Jonathan Coulton would disagree - “Pathological monsters, cried the terrified mathematicians, every one of them a splinter in my eye”…

Here’s what Andy L is talking about:

And sometimes a piece of mathematics created with a particular use in mind centuries ago, taught to all students decades ago will be reinvented by someone and show how bad at maths people are in some fields:

Medical researcher discovers integration: gets 75 citations.

Yep, I realized a little after asking that question that probably a lot of mathematics has played out like that. :smack:
I recall that even number theory did not have a strict, formal foundation before set theory.

Well all this is doing is reminding me that I’ve forgotten a lot of my BSc in Pure Maths that I completed in 1996.

Thanks guys. :wink:

To be fair I thought you were kind of insulting as well. I can see you don’t like math, which is your right, and your opinion of mathematicians is affected by that, but we are doing legitimate work, you know. And we don’t get off on making people like you suffer in high school! :stuck_out_tongue: (High school math teachers are not mathematicians anyway.)

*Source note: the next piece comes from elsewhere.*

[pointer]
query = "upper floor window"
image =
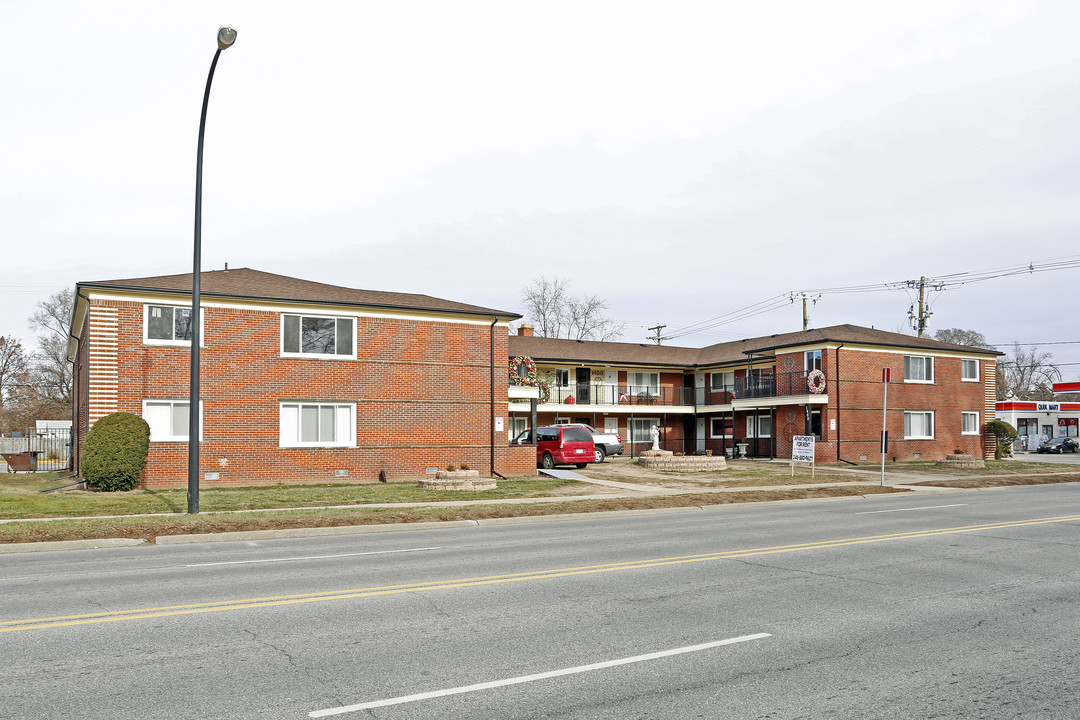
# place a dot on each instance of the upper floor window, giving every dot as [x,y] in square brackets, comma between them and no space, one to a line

Anyway, no harm done. :slight_smile:

Yeah, I can easily understand why mathematicians might take umbrage at some of your comments, like:

I can think of at least two ways that you’re poking mathematicians with a stick here.

(1) For literally millennia, mathematicians have resented it when people demand, “But what use is it?” as though truth had no inherent value.

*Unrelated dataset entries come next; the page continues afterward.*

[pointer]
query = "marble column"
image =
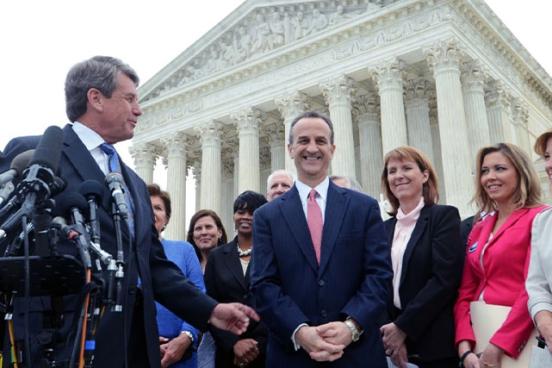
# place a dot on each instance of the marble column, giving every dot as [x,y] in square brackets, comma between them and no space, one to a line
[393,121]
[417,115]
[290,107]
[211,167]
[369,136]
[176,186]
[144,156]
[197,176]
[276,140]
[338,93]
[520,118]
[473,81]
[436,145]
[228,193]
[498,113]
[236,174]
[444,58]
[249,164]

“Give that man a coin, since he must make a profit from what he learns!” - Euclid

“Of what use is a newborn baby?” - attributed to various famous scientists

(2) Belittling what you don’t understand. Your last line, especially, conveys the attitude that if you can’t understand something, it must be esoteric mumbo-jumbo of interest to no one who isn’t hopelessly geeky.

This is an attitude that plagues not only mathematicians but also artists, writers, musicians, etc. People try to read a complex novel or look at an abstract painting and, if it’s over their head, they conclude it must be overrated, worthless, elitist crap.

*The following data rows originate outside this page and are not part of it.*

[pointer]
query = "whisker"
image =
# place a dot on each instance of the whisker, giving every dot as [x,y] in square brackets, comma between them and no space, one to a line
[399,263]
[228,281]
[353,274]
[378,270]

Now, as for how “a formula without a solution” could matter to anyone, consider this example of a theorem that’s similar to Fermat’s Last Theorem only much, much simpler:

The equation a + b = c has no solutions for which a, b, and c are all odd numbers.

Could knowing this fact ever come in handy? Possibly. But, more importantly, if you can prove it—which means, if you can understand why it’s true—you have a better understanding of how numbers work in general, and the approach or techniques you developed to prove it might be useful in proving more substantial things as well.

As evidenced by the large number of books of counterexamples in various fields of mathematics. I’ve always wanted to compile a bunch of these into a single volume and call it “The Big Book of Mathematical Pathology”.

A mathematics professor is giving a lecture, and states a theorem that he wants to prove. He starts in on his proof, but halfway through a student in the front row raises her hand. “Wait,” she says, “that proof can’t work — I can think of a counterexample to your theorem!” “That’s OK,” the mathematician replies, “I have another proof.”

Fermat was very clever. i rate hime one of the greatest minds in the last 500 years. proving his theorem was difficult but have you guys ever looked at my Theorem? Armstrong’s last Theorem?:dubious:

Rather presumptuous to name it your “last” theorem. Are you planning to die soon?

You shouldn’t call it the Last Theorem. All Great Laws come in sets of three – Euler’s Three Laws, The Three Laws of Thermodynamics, Newton’s Three Laws, Kepler’s Three Laws.

This is a General Rule of Laws, known as CalMeacham’s Third Law.

Don’t forget the Three Laws of Robotics.